- Born: 1994 or 1995 (age 30–31) Manchester, England
- Education: London College of Fashion
- Occupation: Fashion designer
- Title: Creative director, Salvatore Ferragamo
- Term: March 2022–present

= Maximilian Davis =

British fashion designer

Maximilian Davis (born 1994 or 1995) is a British fashion designer who has been the creative director of Ferragamo since March 2022.

Born in Manchester to a Trinidadian-Jamaican family, Davis founded his own label, Maximilian, in 2020, after graduating from the London College of Fashion. In 2022, he was a semifinalist for the LVMH Prize, but withdrew from the competition when he was appointed at Ferragamo, where he succeeded Paul Andrew. He presented his debut collection for the house in September 2022, and in December 2023 he won British Womenswear Designer of the Year at The Fashion Awards.

== Early life and education ==
Davis was born in Manchester to Trinidadian and Jamaican parents. His father studied fashion design, and his mother and sister worked as models. When Davis was six, his grandmother taught him to sew on her industrial machine; while still in high school, he apprenticed with the tailor who made his mother's clothes. He graduated from the London College of Fashion in 2017.

== Career ==

=== Maximilian label ===
After graduating, Davis worked as a junior designer for Grace Wales Bonner and as a freelance designer for Mowalola, Asai, and Supriya Lele. In 2020, he launched his own label, Maximilian, presenting his first collection in autumn 2020. Inspired by Trinidad's Carnival, the collection formed part of what Davis has described as a vision of "Black elegance". The label showed with Fashion East, the London talent incubator founded by Lulu Kennedy, and was stocked at retailers including Ssense, MatchesFashion, and Net-a-Porter; Rihanna and Dua Lipa wore his designs. In early 2022, Davis was shortlisted as one of twenty semifinalists for the LVMH Prize, but withdrew from the competition before the Paris showroom. The Maximilian label was put on hold after he joined Ferragamo.

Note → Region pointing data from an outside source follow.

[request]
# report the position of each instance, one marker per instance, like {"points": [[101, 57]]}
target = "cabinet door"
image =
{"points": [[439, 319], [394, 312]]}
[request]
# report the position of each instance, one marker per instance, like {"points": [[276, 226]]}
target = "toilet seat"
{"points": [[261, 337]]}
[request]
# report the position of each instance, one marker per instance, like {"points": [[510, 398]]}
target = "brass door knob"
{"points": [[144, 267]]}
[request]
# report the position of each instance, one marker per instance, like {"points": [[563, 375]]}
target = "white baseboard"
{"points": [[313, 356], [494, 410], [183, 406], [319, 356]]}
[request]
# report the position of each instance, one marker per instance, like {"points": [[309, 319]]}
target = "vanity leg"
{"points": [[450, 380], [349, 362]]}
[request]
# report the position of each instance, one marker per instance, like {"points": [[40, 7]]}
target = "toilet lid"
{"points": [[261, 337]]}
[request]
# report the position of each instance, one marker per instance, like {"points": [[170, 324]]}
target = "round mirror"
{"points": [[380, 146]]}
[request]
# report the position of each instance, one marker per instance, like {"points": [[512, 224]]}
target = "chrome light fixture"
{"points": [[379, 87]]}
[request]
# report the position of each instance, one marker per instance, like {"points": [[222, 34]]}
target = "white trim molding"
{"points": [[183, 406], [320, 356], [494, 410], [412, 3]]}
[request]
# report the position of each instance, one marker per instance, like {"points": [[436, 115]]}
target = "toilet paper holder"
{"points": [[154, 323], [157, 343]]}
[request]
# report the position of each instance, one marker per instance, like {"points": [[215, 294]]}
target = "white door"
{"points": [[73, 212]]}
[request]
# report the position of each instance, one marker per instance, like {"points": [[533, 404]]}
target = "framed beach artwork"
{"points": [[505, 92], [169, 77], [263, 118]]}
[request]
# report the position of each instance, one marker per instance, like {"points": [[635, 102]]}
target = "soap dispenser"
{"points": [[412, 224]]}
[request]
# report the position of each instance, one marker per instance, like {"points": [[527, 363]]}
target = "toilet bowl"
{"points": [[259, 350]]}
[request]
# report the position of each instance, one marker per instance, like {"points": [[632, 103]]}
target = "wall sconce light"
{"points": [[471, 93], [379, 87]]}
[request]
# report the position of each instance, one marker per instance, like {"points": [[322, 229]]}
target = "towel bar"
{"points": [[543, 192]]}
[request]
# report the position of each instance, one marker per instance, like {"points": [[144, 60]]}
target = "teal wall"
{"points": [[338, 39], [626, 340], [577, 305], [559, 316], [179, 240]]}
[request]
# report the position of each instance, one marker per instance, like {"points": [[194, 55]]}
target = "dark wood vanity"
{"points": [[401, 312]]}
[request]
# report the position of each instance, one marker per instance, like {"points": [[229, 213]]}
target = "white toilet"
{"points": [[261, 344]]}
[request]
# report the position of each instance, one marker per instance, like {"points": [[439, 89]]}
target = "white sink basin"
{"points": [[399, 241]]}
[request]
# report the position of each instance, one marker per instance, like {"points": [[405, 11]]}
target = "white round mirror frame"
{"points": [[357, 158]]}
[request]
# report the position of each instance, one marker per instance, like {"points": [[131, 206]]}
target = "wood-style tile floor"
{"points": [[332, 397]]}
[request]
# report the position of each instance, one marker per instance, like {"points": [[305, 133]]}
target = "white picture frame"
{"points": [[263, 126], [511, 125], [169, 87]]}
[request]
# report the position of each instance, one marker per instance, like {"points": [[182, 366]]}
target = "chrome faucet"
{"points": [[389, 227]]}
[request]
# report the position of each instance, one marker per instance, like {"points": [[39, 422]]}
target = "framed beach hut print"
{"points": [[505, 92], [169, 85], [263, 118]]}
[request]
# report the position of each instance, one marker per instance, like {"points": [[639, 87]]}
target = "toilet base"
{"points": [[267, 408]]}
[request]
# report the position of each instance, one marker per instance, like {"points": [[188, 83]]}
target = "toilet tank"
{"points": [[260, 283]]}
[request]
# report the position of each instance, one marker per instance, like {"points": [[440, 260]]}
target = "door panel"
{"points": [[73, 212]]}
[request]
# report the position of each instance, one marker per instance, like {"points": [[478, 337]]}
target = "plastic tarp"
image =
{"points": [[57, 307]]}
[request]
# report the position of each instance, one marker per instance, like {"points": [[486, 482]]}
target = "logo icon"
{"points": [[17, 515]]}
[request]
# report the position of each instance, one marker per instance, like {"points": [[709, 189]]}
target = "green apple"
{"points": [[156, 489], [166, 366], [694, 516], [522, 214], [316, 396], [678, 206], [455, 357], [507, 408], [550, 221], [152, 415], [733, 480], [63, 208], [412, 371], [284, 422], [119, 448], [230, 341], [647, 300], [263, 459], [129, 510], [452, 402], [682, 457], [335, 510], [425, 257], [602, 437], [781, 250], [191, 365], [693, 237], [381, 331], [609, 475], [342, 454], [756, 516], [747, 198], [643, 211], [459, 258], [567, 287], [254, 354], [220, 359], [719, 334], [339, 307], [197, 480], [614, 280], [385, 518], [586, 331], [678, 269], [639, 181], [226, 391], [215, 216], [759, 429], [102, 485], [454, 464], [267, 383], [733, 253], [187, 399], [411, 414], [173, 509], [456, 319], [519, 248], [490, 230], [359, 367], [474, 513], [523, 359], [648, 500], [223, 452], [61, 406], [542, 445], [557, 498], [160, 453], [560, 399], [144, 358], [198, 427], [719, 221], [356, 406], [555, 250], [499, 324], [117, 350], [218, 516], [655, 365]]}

=== Salvatore Ferragamo ===
On 14 March 2022, Ferragamo announced Davis as its new creative director, effective 16 March; he succeeded Paul Andrew, who had left the brand the previous year. The appointment was the first major move by chief executive Marco Gobbetti, who had joined the company from Burberry that January.

Davis presented his debut collection for the house, for spring 2023, on 24 September 2022, in the open-air courtyard of a historic Milanese seminary being converted into the Portrait Milano hotel. Ahead of the show, the house cleared its social media accounts and introduced a reworked logo to mark what it called a new chapter. The collection drew on founder Salvatore Ferragamo's beginnings as a shoemaker to Hollywood stars, with crystal embellishments that nodded to a pair of red shoes he made for Marilyn Monroe in 1959.

His spring 2025 collection took dance as its theme, prompted by a 1950 photograph of Salvatore Ferragamo fitting shoes on the dancer and choreographer Katherine Dunham, whose art was shaped by her research in the Caribbean, and by Rudolf Nureyev, who danced in Ferragamo shoes in the 1980s. His spring 2026 show, held at the Portrait Milano, the site of his debut, on 27 September 2025, looked to the 1920s, taking a 1925 photograph of the silent-film actress Lola Todd as a starting point. For autumn 2026, Davis stayed with the 1920s: the collection, presented in Milan on 28 February 2026, combined nautical dress with references to the era's speakeasies and to the American artist Charles Demuth.

Alongside the runway collections, Davis has dressed actresses including Michaela Coel, Zendaya, Ayo Edebiri, and Yara Shahidi, and a silver lamé dress from his autumn 2023 collection, titled "Cinema", was worn by Beyoncé on her Renaissance World Tour. In early 2026, rumours circulated that Davis might leave Ferragamo to succeed Pieter Mulier at Alaïa; the house denied the reports.

== Awards ==
In December 2023, Davis won British Womenswear Designer of the Year at The Fashion Awards, for his work at Ferragamo; the ceremony was held at the Royal Albert Hall in London.